Background: The benefit of postoperative chemotherapy remains controversial for patients with either a micropapillary or solid pattern in stage IB non-small cell lung cancer. This study is designed to explore the significance of postoperative chemotherapy in patients with either a micropapillary or solid pattern in stage IB lung adenocarcinoma.

Method: To conduct the meta-analysis, PubMed, Cochrane Library, Embase and Medline were used to collect literature on long-term follow-up studies published before March, 2021, involving postoperative chemotherapy for patients with both a micropapillary or solid pattern in stage IB lung adenocarcinoma as compared to non-postoperative chemotherapy. Survival data was extracted from the literature, including the overall survival and disease-free survival. Based on overall survival and disease-free survival, hazard ratios and their 95% of confidence intervals were applied to assess the prognostic effect of postoperative chemotherapy. Review Manager software was used to merge the effect size for the meta-analysis.

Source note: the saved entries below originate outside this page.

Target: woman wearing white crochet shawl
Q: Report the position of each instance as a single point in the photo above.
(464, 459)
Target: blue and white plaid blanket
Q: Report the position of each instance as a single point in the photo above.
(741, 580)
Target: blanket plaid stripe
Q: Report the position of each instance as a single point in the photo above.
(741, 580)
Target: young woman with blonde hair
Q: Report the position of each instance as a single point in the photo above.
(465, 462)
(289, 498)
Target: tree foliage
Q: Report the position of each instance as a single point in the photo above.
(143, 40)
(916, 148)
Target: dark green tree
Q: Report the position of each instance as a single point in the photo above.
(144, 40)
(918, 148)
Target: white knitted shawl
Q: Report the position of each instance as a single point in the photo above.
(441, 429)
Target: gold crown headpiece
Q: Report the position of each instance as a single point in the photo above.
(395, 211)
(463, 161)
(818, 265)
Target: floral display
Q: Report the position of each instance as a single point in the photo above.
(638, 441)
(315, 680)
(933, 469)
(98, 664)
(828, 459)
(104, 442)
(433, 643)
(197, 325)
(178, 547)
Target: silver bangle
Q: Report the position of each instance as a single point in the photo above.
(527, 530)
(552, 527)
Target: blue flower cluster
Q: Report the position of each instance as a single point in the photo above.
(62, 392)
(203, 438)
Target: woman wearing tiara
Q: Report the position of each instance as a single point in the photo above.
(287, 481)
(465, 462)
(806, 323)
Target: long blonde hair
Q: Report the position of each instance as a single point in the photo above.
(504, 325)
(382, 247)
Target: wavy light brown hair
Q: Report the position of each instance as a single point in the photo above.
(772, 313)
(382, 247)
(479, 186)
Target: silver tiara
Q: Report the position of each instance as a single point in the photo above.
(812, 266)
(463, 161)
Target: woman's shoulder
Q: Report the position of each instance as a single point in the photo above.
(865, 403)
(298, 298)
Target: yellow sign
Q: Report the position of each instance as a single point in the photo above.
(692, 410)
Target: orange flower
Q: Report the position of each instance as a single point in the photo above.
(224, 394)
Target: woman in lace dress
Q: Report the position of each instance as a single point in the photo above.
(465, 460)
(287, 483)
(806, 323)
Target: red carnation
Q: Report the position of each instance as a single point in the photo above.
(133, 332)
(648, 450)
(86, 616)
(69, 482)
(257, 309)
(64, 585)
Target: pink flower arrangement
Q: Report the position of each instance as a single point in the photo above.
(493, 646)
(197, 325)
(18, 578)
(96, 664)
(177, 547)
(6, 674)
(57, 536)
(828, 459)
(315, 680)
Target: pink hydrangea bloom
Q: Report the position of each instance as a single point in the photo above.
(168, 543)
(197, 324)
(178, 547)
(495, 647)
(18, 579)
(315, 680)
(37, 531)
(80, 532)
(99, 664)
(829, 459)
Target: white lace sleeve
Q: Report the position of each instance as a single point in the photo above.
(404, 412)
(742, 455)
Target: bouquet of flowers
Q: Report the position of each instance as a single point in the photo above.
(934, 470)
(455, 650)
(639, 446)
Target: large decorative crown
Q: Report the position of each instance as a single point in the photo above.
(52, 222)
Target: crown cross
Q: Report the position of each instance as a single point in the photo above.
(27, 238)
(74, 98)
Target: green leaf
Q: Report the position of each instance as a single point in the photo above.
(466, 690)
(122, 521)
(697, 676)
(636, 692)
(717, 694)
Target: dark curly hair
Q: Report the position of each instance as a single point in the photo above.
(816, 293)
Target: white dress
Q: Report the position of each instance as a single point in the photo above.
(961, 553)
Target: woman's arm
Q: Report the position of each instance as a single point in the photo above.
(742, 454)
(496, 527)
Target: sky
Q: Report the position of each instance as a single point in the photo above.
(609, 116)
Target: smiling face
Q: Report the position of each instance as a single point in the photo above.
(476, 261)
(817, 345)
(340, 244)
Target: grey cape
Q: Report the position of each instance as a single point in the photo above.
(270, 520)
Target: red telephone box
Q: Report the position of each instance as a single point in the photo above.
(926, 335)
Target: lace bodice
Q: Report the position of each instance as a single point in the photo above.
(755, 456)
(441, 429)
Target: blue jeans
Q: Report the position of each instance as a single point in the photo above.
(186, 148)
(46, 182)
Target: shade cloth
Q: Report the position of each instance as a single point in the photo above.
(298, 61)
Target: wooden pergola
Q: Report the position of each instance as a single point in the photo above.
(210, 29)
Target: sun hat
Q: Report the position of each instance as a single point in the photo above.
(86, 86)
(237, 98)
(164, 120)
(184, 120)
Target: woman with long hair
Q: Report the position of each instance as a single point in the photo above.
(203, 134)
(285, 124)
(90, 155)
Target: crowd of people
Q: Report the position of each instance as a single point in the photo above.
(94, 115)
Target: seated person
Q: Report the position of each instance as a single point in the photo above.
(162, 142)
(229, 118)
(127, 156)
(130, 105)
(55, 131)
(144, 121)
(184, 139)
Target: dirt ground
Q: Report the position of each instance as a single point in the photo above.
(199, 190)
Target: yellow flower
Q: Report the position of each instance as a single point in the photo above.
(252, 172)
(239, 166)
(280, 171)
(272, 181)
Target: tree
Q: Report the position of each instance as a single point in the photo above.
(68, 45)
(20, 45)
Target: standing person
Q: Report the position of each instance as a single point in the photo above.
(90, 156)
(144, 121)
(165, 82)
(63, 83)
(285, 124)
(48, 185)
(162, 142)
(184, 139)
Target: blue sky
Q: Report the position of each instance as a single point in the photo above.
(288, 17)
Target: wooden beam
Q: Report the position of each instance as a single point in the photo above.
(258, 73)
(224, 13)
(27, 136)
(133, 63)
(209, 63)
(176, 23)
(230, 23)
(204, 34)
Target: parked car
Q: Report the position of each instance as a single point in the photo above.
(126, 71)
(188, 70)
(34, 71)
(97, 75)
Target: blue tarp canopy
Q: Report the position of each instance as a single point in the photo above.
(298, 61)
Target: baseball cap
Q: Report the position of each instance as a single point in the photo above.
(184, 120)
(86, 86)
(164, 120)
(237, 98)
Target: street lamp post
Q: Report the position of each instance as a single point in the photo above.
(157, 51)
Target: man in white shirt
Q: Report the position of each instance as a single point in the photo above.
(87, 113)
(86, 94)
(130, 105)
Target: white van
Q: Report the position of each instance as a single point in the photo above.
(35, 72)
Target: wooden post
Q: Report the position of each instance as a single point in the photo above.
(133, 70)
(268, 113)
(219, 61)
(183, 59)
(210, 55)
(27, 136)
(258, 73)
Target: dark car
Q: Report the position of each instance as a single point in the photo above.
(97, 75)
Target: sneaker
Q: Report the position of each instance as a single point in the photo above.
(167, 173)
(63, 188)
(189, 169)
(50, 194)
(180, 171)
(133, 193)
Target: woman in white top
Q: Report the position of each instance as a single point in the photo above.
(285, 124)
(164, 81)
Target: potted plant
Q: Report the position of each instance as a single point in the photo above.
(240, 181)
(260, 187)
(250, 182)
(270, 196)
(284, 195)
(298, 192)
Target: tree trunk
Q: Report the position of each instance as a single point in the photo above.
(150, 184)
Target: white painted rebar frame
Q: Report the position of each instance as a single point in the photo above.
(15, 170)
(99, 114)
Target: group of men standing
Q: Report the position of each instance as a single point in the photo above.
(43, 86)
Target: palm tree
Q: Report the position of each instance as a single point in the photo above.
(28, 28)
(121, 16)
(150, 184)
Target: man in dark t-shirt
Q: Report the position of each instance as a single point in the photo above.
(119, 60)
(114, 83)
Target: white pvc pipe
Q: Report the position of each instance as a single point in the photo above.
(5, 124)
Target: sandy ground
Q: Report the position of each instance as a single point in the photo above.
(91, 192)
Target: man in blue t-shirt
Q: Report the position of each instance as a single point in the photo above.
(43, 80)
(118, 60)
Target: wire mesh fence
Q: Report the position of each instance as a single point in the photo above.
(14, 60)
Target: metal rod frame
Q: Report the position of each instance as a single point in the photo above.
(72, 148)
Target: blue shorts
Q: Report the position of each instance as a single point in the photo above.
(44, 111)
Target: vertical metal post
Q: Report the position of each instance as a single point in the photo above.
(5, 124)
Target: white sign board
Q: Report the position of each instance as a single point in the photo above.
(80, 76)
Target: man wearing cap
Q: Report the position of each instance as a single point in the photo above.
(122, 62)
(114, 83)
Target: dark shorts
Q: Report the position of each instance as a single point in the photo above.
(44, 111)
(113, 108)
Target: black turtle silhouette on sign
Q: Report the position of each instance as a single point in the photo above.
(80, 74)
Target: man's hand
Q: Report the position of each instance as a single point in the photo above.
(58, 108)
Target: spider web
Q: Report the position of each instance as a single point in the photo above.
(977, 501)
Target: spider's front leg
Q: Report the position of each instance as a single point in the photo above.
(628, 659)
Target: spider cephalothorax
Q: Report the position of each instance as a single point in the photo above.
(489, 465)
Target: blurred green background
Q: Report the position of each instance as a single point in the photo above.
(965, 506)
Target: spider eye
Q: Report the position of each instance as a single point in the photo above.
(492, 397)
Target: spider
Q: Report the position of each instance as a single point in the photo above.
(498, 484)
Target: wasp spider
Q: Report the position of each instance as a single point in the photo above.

Result: In total, 6 papers with 956 patients were included. In terms of the prognosis of patients suffering from lung cancer when receiving postoperative chemotherapy, this study comprehensively reviews and evaluates the available evidence of micropapillary or solid patterns. After excluding the heterogeneity between the studies, we found that the pooled results from 6 studies report that postoperative chemotherapy was associated with a better overall survival rate when compared with non-postoperative chemotherapy (hazard ratio = 0.58, 95% confidence interval, 0.44–0.77; P = 0.0002). Postoperative chemotherapy also significantly improved the disease-free survival in patients with either a micropapillary or a solid pattern in stage IB lung adenocarcinoma (postoperative chemotherapy vs. non-postoperative chemotherapy, hazard ratio = 0.51, 95% confidence interval, 0.40–0.64; P < 0.001). However, a subgroup analysis showed that compared with non-postoperative chemotherapy, tumor size was unrelated to the prognosis of patients in stage IB undergoing postoperative chemotherapy (hazard ratio = 0.98, 95% confidence interval, 0.94–1.02; P = 0.27).

Conclusion: Postoperative chemotherapy results in a better long-term survival rate for patients with either a solid or a micropapillary pattern in stage IB lung adenocarcinoma. Multi-center, prospective, clinical trials are needed to validate our findings.